Friday, February 19, 2010

On Being a Caregiver

I need to take my mom's advice and start writing a book that tells it like it is when it comes to being a family caregiver. Something that lets people know just what they are going to be in for, and lets others know that they are not alone in the things they are experiencing.

My siblings have growled about me in the past, have expressed sore feelings about the deal that mom and dad made that I would be compensated for my helping them in the form of inheriting the house and its contents. The predominant complaint is always "What did you do for them?" and I persistently opt out of answering that particular question.

It is not because I don't have an answer to it, but I think that anyone else that provides 24/7/365 care as I do knows that there are a lot of things you prefer to not tell the family members that have never had to see the day to day sides of being a caregiver. And then there are the things they know about, and just ignore, the things they prove they know are an issue every time they say "I'll take dad to that meeting, but only if you come too!" or when they refuse to take him somewhere because it is too difficult to take him. And in particular when they refuse to come say hello to him even when they live less than five miles from him and are out driving about daily anyway.

I think the hardest part of being a caregiver is not the work one must do, but in watching family grow more and more distant and push both you and the care recipient away from them out of... I don't know. I'm not sure why they do it, but even with my constant saying "Please help", "Can you take dad to this..." or "Come visit dad, please?" I have been told that I shove them away and shut them out. My advice to fellow caregivers... be fully prepared not only for a long term unpaid job that will take 99% of your time and cost you most of your personal time, but one that will cause your closest most loves family members to start hating you for no conceivable reason.

Knowing what I know now would I do it all again? Yes. In an instant! I'll be coming out the far end of this completely outcast from my family and despised by all of them as they (according to what some of them have said so far) assure my life is a living hell and I get nothing (not the house I have to buy, not the insurance dad is paying for my eventual payment for caregiving, not even the things I own that are in the house), but I would not do anything different because despite one doctor after another saying my dad had only weeks, my dad has lived for years past where he was expected to have survived. Even within the past few months his heart doctor has said it is fully due to my level of love and care that he survived more than a week past my mom's passing.

Giving a loved one a full, long, happy life is worth any amount of hardship. The only regret I will ever have is that I was unable to somehow stop my mom's passing away, but I know I did my best in every way possible to care for her. There is just too much stress in being a caregiver and like me, she always put dad first, even before her own health.

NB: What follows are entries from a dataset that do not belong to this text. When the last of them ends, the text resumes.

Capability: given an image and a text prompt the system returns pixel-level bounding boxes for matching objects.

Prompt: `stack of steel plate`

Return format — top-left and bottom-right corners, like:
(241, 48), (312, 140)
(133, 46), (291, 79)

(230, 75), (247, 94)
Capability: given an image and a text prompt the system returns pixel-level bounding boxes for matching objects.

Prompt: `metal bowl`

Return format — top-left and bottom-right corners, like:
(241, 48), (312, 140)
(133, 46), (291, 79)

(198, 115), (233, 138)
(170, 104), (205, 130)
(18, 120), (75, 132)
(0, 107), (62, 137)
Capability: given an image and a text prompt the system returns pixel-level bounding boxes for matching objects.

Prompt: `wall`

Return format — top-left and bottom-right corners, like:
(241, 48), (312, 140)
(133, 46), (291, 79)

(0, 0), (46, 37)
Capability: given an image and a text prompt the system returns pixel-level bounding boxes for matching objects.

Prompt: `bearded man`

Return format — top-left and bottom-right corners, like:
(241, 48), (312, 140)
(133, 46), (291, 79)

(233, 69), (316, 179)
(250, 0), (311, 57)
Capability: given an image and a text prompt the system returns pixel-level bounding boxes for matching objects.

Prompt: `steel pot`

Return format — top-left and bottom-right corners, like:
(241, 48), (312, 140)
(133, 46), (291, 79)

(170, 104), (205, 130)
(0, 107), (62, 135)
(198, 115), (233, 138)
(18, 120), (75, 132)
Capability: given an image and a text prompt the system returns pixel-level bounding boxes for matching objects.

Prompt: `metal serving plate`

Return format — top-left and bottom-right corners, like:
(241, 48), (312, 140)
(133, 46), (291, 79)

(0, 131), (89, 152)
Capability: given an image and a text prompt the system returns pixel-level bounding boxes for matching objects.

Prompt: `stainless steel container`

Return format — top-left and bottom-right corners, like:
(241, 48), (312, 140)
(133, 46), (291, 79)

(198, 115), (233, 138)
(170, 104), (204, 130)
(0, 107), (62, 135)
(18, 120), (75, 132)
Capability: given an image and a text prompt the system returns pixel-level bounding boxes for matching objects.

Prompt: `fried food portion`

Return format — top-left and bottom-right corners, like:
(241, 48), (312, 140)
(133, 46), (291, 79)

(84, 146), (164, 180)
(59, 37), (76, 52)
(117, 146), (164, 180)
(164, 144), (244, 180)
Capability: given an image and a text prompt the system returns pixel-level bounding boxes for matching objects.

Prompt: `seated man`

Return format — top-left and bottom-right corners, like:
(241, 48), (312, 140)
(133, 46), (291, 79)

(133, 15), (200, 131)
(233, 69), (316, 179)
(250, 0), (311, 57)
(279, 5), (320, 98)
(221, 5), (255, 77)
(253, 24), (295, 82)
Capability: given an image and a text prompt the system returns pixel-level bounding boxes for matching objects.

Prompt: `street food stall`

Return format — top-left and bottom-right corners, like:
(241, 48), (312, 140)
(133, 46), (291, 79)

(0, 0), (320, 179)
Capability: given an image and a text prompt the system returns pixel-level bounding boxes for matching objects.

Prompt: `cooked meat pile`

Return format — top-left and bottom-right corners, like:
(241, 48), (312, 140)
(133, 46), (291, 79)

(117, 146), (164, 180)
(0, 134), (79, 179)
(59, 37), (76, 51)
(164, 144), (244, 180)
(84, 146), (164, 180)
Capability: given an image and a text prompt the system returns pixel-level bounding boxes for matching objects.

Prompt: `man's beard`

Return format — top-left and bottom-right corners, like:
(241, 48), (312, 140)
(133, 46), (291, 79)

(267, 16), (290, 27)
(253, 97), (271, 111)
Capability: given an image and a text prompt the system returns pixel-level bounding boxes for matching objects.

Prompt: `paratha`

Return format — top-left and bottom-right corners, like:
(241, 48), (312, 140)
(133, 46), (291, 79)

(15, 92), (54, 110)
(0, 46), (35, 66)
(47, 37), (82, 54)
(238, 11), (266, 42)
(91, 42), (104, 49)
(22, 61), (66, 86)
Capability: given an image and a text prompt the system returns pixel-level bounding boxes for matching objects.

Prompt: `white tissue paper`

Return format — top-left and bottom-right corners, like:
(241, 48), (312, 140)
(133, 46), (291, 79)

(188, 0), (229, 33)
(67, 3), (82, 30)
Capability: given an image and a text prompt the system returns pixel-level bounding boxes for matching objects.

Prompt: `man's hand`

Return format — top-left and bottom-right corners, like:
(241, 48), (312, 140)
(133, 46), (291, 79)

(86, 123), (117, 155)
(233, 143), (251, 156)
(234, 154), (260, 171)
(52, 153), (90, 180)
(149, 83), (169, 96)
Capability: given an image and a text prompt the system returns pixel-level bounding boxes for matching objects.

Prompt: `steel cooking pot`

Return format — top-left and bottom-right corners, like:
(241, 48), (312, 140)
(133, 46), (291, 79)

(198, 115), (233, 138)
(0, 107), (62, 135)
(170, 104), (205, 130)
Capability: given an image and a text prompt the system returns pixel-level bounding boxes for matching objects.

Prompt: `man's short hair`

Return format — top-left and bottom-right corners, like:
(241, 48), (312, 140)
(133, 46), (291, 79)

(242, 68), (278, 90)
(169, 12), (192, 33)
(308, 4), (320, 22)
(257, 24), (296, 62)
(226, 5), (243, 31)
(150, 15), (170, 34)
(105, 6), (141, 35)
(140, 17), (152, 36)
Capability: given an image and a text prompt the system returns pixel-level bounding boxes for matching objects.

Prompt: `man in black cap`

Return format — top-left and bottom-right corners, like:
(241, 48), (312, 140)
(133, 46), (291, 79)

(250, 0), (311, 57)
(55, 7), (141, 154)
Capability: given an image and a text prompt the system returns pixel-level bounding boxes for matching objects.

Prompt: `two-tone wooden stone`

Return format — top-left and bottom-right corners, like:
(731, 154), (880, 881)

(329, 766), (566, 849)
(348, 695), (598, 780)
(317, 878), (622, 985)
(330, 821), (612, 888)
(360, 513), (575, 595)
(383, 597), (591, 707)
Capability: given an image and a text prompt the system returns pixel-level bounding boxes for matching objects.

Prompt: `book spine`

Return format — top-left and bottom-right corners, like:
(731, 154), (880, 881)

Anonymous Anita G. Houser said...

Wow, I can very much relate to what you're saying. I've been my mother's caregiver for 1 1/2 years now. I'm now at the point when I am just focused on taking the best care of myself possible so I can be there for my mother and immediate family.

I can not afford to be angry anymore about what others are not doing anymore. And I know I've asked for specific help. So I can rest assured that I'm not pushing anyone out.

It's amazing how everyone handles crisis differently. I get comfort in knowing I'm doing the right thing and that it's no mistake that my mother is with me.

Just going to mind my business (and I've got plenty of it to mind!) and communicate when needed with my sister. It's her business what she does or does not do for her mother. That's what I've come to. Feels much more peaceful. I'm learning to live the Serenity Prayer. It's a day to day process.